Mahesh Patil, Co-Chief Investment Officer, AB Sun Life AMC is of the view that one may not see a large correction for the market on account of global concerns because the market fundamentals are improving.
Although the rupee has been weakening, the markets has done well, so a mild correction is possible, he said in an interview with CNBC-TV18.
When asked which sectors would be impacted due to rupee depreciation and rising interest rates, he said some financials and NBFCs could see mild weakness due to surge in bond yields.
According to him, rupee depreciation could be a bit of catch up thing because earlier when other emerging market currencies were depreciating rupee was resilient. Moreover, crude prices are also rising.

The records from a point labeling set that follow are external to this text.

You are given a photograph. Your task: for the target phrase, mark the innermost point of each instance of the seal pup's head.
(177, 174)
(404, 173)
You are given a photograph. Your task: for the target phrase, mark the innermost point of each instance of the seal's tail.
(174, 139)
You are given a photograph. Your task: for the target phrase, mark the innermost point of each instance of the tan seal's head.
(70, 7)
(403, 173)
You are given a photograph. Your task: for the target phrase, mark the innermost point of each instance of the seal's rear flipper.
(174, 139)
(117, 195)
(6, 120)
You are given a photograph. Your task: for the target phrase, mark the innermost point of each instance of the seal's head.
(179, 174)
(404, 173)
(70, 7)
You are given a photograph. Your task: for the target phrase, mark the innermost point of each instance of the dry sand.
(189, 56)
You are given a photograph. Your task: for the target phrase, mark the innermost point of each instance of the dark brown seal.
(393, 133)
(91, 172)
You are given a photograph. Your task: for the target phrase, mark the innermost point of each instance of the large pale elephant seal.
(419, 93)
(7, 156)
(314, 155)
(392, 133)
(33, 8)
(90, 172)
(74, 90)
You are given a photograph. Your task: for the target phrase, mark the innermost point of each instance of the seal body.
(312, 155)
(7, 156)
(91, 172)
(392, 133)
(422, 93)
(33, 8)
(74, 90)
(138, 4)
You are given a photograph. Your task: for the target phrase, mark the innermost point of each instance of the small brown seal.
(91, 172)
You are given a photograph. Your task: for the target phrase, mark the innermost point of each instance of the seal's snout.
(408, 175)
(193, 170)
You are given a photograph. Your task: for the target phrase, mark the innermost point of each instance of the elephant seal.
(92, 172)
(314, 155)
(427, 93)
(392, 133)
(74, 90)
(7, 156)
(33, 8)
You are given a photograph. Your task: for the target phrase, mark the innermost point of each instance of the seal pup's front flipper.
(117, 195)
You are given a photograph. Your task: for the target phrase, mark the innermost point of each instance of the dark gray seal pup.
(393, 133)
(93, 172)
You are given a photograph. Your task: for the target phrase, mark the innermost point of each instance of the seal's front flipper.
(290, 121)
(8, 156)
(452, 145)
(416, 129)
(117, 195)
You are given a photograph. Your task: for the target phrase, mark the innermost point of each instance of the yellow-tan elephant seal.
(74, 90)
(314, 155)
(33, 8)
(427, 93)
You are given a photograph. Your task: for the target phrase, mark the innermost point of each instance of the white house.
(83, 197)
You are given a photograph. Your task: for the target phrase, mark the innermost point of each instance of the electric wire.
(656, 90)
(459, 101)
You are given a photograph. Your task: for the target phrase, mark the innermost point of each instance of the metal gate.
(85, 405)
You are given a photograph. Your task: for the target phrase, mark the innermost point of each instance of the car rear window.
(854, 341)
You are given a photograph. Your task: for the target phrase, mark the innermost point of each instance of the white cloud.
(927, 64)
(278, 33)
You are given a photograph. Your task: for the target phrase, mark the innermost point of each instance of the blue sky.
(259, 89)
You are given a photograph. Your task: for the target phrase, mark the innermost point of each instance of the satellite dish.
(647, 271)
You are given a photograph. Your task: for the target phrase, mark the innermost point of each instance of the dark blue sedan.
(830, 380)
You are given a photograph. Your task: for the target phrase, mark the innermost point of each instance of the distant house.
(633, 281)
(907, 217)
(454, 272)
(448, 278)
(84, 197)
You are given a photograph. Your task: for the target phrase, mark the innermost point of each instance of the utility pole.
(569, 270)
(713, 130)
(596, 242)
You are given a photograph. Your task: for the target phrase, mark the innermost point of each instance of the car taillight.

“If interest rates go up, the fixed income side would also see some losses but looking at market and valuation at this point in time and where interest rates are it is advisable to rebalance the portfolio, some allocation towards that over a longer terms period is advisable,” said Patil.
Sector wise, he said the commercial vehicle sector is likely to report 10-15 percent growth this year. For two-wheelers the volume growth was good on back of rural demand but pressure on margins could remain because of high competition and need to gain back market share.
However, for the passenger car segment, margins are unlikely to be impacted because the volume growth should be good, he said.
With regards to correction seen in the FMCG space, he said earnings and outlook for the space still remain robust but maybe valuations were a bit stretched. In a rising interest rate environment, the cost of equity also goes up, so some de-rating could be happening for the space, he added.
However, overall the structural story is still intact for FMCG companies. One could look at buying some good quality companies on slightly more correction of 10-15 percent.